This was mentioned in the NIP44 audit:
Cure53 has evaluated NIP44 in terms of its resilience to twist attacks. Although the current implementation was not found to be vulnerable, further steps can be suggested to make sure this state persists.
Twist attacks are an issue with naive implementations of the secp256k1 curve. They envelope problems with certain sanity checks, which can cause leakage of sender’s private key in the NIP44 protocol.
More precisely, this applies to implementations of secp256k1, which accept uncompressed representations of public keys. This means public keys are represented with both x and y coordinates instead of just x and a sign-bit. As such, failure to verify whether these public keys are actually on the curve or not should be considered.

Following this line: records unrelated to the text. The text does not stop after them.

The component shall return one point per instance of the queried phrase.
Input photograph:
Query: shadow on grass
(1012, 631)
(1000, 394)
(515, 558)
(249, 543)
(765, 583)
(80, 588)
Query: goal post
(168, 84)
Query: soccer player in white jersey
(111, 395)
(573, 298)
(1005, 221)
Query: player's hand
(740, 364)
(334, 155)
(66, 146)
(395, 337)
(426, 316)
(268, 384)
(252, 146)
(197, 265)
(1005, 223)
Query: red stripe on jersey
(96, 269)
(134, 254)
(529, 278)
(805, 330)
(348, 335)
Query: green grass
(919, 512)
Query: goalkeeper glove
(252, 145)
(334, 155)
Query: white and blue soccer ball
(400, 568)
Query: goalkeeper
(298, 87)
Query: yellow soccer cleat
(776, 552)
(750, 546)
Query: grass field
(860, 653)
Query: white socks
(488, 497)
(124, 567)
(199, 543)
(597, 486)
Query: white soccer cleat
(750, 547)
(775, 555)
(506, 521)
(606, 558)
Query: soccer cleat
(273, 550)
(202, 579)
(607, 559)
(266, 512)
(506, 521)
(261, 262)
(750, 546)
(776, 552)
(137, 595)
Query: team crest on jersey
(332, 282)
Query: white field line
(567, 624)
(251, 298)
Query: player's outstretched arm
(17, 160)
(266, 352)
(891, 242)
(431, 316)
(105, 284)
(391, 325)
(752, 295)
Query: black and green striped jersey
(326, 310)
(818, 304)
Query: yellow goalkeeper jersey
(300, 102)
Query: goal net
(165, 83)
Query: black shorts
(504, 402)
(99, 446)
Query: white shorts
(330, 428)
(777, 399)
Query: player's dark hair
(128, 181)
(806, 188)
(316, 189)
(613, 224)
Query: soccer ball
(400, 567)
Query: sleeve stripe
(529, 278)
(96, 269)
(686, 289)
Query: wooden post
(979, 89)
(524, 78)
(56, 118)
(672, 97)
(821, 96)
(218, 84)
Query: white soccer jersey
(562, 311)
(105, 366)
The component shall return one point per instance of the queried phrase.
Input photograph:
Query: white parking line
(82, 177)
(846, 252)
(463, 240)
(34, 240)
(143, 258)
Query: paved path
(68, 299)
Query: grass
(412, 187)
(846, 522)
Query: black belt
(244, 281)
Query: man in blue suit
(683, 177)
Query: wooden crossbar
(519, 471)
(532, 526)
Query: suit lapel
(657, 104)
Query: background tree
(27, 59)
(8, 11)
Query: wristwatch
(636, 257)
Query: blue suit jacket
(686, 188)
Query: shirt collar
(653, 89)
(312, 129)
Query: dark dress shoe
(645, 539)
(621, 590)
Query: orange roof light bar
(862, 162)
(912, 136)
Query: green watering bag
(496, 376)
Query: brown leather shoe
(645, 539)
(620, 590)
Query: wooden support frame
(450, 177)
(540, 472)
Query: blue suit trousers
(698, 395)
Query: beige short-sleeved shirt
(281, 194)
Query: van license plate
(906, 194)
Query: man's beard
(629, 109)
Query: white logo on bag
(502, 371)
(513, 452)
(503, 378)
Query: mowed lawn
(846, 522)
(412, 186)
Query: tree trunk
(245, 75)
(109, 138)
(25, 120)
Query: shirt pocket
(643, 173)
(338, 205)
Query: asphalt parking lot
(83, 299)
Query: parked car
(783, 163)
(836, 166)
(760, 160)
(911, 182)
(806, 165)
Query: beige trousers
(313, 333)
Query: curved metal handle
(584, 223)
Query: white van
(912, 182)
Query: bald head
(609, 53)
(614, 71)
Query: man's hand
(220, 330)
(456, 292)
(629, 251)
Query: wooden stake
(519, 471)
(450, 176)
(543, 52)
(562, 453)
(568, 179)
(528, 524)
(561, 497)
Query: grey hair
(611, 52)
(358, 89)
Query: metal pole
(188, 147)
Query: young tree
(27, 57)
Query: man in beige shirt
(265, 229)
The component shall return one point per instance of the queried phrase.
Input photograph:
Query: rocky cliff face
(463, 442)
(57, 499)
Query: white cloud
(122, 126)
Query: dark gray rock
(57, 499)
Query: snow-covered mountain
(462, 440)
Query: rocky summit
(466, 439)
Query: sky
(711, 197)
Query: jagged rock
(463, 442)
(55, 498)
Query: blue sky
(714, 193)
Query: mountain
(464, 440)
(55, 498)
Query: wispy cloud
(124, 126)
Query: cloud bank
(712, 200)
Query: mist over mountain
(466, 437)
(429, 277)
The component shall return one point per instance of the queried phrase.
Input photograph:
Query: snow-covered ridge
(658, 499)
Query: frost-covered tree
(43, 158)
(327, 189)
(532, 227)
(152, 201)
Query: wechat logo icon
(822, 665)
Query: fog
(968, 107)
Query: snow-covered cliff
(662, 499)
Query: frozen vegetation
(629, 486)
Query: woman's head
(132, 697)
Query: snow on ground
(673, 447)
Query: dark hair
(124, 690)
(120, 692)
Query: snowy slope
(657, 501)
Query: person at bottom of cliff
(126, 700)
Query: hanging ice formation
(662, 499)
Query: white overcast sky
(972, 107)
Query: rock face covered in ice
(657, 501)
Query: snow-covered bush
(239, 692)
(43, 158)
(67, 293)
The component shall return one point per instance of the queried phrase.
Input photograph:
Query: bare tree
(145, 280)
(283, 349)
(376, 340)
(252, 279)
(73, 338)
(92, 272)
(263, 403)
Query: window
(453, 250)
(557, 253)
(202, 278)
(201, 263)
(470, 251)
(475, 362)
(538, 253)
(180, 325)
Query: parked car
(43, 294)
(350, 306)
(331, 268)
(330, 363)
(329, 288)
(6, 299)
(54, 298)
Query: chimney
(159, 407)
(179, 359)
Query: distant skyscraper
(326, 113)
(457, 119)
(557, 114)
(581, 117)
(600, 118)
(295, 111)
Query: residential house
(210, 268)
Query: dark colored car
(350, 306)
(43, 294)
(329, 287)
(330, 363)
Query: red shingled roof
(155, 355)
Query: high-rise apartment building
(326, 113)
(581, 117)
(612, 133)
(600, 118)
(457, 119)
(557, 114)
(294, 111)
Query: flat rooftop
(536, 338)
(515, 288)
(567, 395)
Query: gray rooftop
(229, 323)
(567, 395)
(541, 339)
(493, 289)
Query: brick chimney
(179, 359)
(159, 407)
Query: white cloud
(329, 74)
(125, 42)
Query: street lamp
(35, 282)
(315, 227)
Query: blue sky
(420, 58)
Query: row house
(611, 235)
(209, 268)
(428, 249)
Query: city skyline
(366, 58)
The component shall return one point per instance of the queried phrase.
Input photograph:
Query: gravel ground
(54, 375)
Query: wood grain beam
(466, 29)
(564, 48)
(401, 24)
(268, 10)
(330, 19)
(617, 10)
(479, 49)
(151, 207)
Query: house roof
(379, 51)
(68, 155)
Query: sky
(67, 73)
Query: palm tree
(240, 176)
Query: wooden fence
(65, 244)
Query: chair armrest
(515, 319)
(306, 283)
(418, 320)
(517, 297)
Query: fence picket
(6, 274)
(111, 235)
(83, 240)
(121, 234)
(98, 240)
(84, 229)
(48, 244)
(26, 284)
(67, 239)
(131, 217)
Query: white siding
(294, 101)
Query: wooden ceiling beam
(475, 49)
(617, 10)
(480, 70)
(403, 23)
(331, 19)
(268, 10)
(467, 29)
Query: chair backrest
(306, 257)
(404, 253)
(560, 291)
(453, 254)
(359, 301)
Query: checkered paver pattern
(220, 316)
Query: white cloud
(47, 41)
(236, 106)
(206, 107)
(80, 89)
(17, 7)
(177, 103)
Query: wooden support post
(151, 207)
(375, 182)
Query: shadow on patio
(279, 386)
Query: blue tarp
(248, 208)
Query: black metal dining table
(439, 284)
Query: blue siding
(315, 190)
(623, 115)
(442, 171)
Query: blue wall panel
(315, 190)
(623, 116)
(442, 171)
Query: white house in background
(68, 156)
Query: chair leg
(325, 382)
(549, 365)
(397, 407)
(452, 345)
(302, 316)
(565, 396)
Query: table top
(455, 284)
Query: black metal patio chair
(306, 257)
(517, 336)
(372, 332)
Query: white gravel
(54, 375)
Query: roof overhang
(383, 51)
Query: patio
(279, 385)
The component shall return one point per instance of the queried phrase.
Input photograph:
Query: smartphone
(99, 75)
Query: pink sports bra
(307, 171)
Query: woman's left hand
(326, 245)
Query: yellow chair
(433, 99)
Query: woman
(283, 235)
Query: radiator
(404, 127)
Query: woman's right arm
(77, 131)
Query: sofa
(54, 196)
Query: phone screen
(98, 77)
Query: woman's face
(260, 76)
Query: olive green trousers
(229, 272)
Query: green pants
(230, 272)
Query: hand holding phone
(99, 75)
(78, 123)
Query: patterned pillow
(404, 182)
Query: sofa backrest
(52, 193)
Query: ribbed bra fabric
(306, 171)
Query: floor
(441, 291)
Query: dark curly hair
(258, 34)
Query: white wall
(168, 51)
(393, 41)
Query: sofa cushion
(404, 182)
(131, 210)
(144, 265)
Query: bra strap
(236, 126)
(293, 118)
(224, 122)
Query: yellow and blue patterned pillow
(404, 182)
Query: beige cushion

Encryption with a key, which is derived from an ECDH-computation on long-term keys of different parties, leaks the private key of the sender. The risk appears when a sender is tricked into encrypting a message with an invalid public key, i.e., one that is not on the real curve, but on a similar curve which admits small subgroups. In this context, the sender can leak their private key. For a more precise description of the twist attack, refer to Lundkvist’s blog post.
What is special about the ECDH is that your peer's pubkey defines the curve being used, not your secret key!
So if an attacker provides a pubkey from a weaker curve, and you respond with the product of their weak pubkey * your secret, they can use brute-force to factor out and reveal your secret.